This winds up the "100 poem-books" project that I so sanguinely began a bit over (gulp) 2 years ago, expecting to dash thru it in maybe 14 months. It's not that I didn't read that many slim (& fat) volumes of contemporary (& older) verse in the year after I started blogging books & putting 'em under this rubric, it's just that, well, there were lots that I didn't feel were really worth blogging about; and there were others that just so knocked me out that I dithered around, thinking about what I'd write, until something else came up; and there were times when I just plain got lazy. So sue me. You can have your money back.
My OCD is awfully fond of numbering things & keeping track of them, however. (Hey, I just finished cataloguing all the books in my office at work!) I suspect I'll continue numbering "notices" of poem-books & tagging them with the tag "more poem-books."

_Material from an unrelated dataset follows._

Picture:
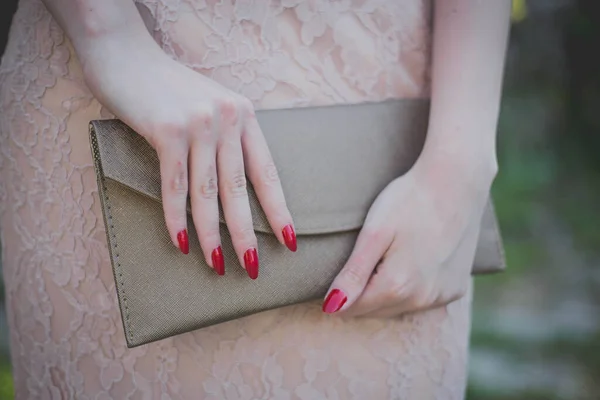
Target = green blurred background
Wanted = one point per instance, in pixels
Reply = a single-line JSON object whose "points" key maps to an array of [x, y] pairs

100 Notes on Violence, Julie Carr (Ahsahta, 2009)
A beautiful, large-format book with some very ugly things inside, a kind of tour of the American culture of hurt, with special attention to domestic violence against women and the consequences of keeping handguns around the house. Carr has a delicate ear, & her segments are often kinds of mobiles of suspended syntax & thoughtful music (that music, interestingly enough, is often country music), pressed up against sections of dense statistics (gun ownership, death rates, etc.) or intimidating text-blocks presenting the roiling insides of people in the grip of "vengeance" or other varieties of Homeric anger. What's most initially compelling, however, beyond the formal variety of the 100 "notes," is the degree to which Carr speaks in a personal voice; her narrative of her own upbringing & its emotional violence, her lyrics of maternal protection, have an stark attraction that sets all of the book's news-derived material into a frame of emotional immediacy. Of course, she may be making up the "personal" bits – I don't know; and I don't really care: they work, they take the poem beyond reportage & ventriloquizing into a space of scary realism.
(Now that I think about it, the book 100 Notes on Violence most resembles for me at the moment is Rukeyser's Book of the Dead. Go figure.)